Use this recipe when DFS rejects source rows because values, schema, mapping, or source context need correction.

The goal is to fix the source of the problem, preserve review evidence, and reprocess rows only when the source can be reread safely.

Outcome

At the end of this workflow, you should have:

  • rejected row reviewed;
  • reason understood;
  • source owner identified;
  • upstream data corrected when needed;
  • row acknowledged or marked fixed in source;
  • reprocess result recorded;
  • accepted and rejected counts checked.
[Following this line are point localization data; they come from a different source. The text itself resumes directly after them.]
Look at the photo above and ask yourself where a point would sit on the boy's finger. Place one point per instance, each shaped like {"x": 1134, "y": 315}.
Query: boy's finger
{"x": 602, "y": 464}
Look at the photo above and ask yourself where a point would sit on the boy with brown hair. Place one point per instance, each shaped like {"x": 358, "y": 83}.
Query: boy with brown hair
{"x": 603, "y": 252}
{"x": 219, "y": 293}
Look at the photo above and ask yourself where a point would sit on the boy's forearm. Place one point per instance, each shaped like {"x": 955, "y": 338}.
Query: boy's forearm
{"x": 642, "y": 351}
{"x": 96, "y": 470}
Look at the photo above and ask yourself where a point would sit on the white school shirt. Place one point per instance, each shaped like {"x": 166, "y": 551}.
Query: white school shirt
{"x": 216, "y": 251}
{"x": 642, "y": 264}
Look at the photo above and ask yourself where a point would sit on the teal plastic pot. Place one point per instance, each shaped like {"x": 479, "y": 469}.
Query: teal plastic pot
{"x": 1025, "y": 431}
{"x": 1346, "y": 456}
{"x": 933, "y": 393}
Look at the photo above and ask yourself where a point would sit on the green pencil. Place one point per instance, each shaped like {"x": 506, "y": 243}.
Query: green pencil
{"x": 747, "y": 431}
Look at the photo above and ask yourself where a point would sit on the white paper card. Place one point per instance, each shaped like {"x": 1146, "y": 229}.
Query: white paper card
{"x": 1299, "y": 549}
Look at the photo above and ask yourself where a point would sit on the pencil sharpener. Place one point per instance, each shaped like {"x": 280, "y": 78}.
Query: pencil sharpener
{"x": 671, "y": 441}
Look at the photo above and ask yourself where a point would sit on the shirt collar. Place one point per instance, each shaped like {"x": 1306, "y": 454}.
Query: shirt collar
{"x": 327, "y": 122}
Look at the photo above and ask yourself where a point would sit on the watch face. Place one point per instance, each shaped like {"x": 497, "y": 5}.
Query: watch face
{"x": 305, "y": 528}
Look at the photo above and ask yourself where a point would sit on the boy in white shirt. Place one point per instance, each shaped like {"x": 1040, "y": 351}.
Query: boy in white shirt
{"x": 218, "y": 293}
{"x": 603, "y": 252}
Step 1: Open the rejection queue

Go to:

Data Integration > Review Queue

Open the rejection queue area when rejected raw rows need source repair.

Filter by:

  • state;
  • source;
  • dataset;
  • connector;
  • reason;
  • correlation ID when available.

Step 2: Inspect the rejected item

Open the item detail and record:

  • source;
  • connector ID;
  • dataset ID;
  • source file;
  • source cursor;
  • row index;
  • correlation ID;
  • raw payload;
  • reason;
  • field errors;
  • created time.

This information helps the source owner locate the exact upstream record.

Step 3: Classify the cause

Common causes:

  • missing required field;
  • invalid timestamp;
  • value outside expected range;
  • unknown asset ID;
  • unexpected unit;
  • malformed CSV row;
  • changed API response shape;
  • database column type change;
  • duplicate record;
  • source record outside the accepted time window.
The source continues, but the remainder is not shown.